Yes, it might not arrive. But please add at least a comment, so that it is clearly visible that lack if PAGE_IS_FILE here is intentional.
I'll add a comment.
+#endif /* CONFIG_TRANSPARENT_HUGEPAGE */
+#ifdef CONFIG_HUGETLB_PAGE +static unsigned long pagemap_hugetlb_category(pte_t pte) +{
unsigned long categories = PAGE_IS_HUGE;
if (pte_present(pte)) {
categories |= PAGE_IS_PRESENT;
if (!huge_pte_uffd_wp(pte))
categories |= PAGE_IS_WRITTEN;
if (!PageAnon(pte_page(pte)))
categories |= PAGE_IS_FILE;
if (is_zero_pfn(pte_pfn(pte)))
categories |= PAGE_IS_PFNZERO;
} else if (is_swap_pte(pte)) {
categories |= PAGE_IS_SWAPPED;
if (!pte_swp_uffd_wp_any(pte))
categories |= PAGE_IS_WRITTEN;
}
BTW, can a HugeTLB page be file-backed and swapped out?
Accourding to pagemap_hugetlb_range(), file-backed HugeTLB page cannot be swapped.
Here too a comment that leaving out this case is intentional would be useful.
Sure.
[...]
walk_start = p.arg.start;
for (; walk_start < p.arg.end; walk_start = p.arg.walk_end) {
[...[
ret = mmap_read_lock_killable(mm);
if (ret)
break;
ret = walk_page_range(mm, walk_start, p.arg.end,
&pagemap_scan_ops, &p);
mmap_read_unlock(mm);
[...]
if (ret != -ENOSPC || p.arg.vec_len - 1 == 0 ||
p.found_pages == p.arg.max_pages)
break;
The second condition is equivalent to `p.arg.vec_len == 1`, but why is that an ending condition? Isn't the last entry enough to gather one more range? (The walk could have returned -ENOSPC due to buffer full and after flushing it could continue with the last free entry.)
Now we are walking the entire range walk_page_range(). We don't break loop when we get -ENOSPC as this error may only mean that the temporary buffer is full. So we need check if max pages have been found or output buffer is full or ret is 0 or any other error.
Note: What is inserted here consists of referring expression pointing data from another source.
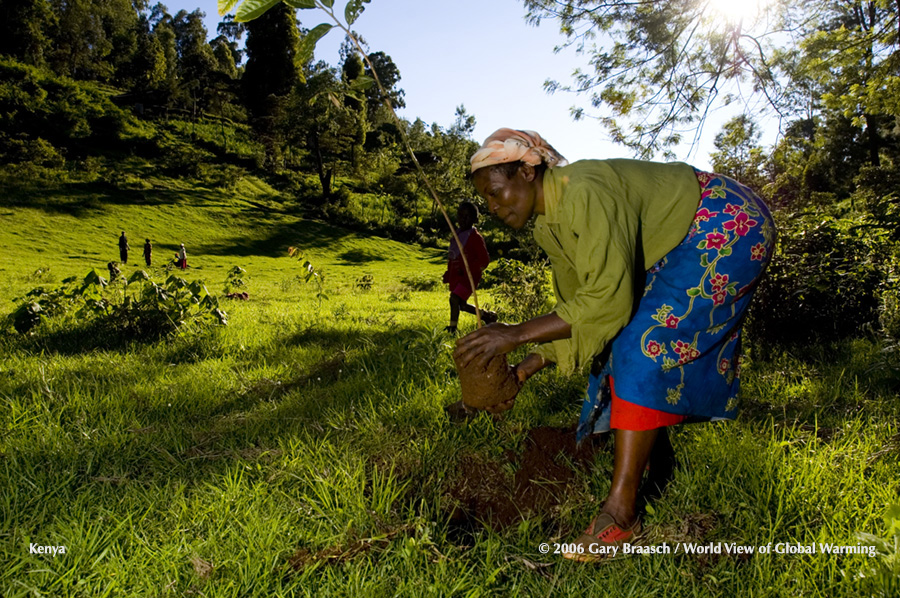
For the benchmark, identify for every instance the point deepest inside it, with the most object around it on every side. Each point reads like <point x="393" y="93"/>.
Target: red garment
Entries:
<point x="625" y="415"/>
<point x="478" y="258"/>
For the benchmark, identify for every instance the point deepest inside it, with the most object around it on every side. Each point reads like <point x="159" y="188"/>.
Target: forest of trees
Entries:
<point x="76" y="74"/>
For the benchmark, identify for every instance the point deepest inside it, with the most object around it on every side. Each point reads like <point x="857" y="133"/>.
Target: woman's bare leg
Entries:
<point x="633" y="450"/>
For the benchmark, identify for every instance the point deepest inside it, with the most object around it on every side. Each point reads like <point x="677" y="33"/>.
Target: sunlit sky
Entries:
<point x="482" y="54"/>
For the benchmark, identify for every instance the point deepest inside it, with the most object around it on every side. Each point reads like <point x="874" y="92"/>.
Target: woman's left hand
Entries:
<point x="486" y="343"/>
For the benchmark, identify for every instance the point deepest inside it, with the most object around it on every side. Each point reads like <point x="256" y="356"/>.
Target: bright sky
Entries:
<point x="482" y="54"/>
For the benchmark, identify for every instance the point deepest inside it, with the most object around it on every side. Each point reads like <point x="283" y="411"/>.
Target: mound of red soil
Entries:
<point x="486" y="493"/>
<point x="495" y="384"/>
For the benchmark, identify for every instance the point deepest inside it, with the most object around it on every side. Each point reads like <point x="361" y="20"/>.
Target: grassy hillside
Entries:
<point x="304" y="450"/>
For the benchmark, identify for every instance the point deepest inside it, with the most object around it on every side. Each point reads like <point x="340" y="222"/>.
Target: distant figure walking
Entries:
<point x="478" y="258"/>
<point x="182" y="257"/>
<point x="123" y="248"/>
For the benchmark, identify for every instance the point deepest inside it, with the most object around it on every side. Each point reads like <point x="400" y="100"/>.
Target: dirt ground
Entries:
<point x="486" y="494"/>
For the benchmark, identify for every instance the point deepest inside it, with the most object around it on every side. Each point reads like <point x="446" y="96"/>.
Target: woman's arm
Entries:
<point x="498" y="339"/>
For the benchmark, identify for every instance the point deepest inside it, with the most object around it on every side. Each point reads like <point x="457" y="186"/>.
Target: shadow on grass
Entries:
<point x="240" y="423"/>
<point x="306" y="234"/>
<point x="82" y="199"/>
<point x="360" y="256"/>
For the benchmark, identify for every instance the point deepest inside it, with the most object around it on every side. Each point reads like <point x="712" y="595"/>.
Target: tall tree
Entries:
<point x="24" y="27"/>
<point x="92" y="38"/>
<point x="196" y="63"/>
<point x="389" y="76"/>
<point x="271" y="48"/>
<point x="738" y="153"/>
<point x="658" y="67"/>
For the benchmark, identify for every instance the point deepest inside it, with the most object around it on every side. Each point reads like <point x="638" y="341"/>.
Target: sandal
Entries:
<point x="603" y="538"/>
<point x="489" y="317"/>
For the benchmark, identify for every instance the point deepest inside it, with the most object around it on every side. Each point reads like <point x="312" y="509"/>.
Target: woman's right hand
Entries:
<point x="484" y="344"/>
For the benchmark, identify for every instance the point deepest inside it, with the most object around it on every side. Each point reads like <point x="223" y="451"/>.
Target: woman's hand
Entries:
<point x="486" y="343"/>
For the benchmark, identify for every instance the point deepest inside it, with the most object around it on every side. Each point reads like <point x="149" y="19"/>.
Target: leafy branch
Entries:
<point x="251" y="9"/>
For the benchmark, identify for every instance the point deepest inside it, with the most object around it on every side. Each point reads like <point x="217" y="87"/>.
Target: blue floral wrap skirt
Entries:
<point x="680" y="353"/>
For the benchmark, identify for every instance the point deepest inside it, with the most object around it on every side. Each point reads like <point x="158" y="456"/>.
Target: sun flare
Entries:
<point x="737" y="11"/>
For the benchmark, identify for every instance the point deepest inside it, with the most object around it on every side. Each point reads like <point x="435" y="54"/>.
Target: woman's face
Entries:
<point x="512" y="200"/>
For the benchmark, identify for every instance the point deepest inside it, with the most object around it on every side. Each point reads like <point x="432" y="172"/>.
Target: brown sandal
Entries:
<point x="603" y="538"/>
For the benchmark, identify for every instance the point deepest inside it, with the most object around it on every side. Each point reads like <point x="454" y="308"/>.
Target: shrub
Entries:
<point x="421" y="282"/>
<point x="520" y="289"/>
<point x="137" y="308"/>
<point x="824" y="283"/>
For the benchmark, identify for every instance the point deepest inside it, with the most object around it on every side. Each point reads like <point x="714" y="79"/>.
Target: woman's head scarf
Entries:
<point x="512" y="145"/>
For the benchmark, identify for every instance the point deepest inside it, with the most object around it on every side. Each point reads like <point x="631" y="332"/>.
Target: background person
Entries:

When p.arg.vec_len = 1 is end condition as the last entry is in cur. As we have walked over the entire range, cur must be full after which the walk returned.
So current condition is necessary. I've double checked it. I'll change it to `p.arg.vec_len == 1`.
If we have walked the whole range, then the loop will end anyway due to `walk_start < walk_end` not held in the `for()`'s condition.
Sorry, for not explaining to-the-point. Why would we walk the entire range when we should recognize that the output buffer is full and break the loop?
I've test cases written for this case. If I remove `p.arg.vec_len == 1` check, there is infinite loop for walking. So we are doing correct thing here.
[...]
+/*
- struct pm_scan_arg - Pagemap ioctl argument
- @size: Size of the structure
- @flags: Flags for the IOCTL
- @start: Starting address of the region
- @end: Ending address of the region
- @walk_end Address where the scan stopped (written by kernel).
walk_end == end informs that the scan completed on entire range.
Can we ensure this holds also for the tagged pointers?
No, we cannot.
So this need explanation in the comment here. (Though I'd still like to know how the address tags are supposed to be used from someone that knows them.)
I've looked at some documentations (presentations/talks) about tags. Tags is more like userspace feature. Kernel should just ignore them for our use case. I'll add comment.
Best Regards Michał Mirosław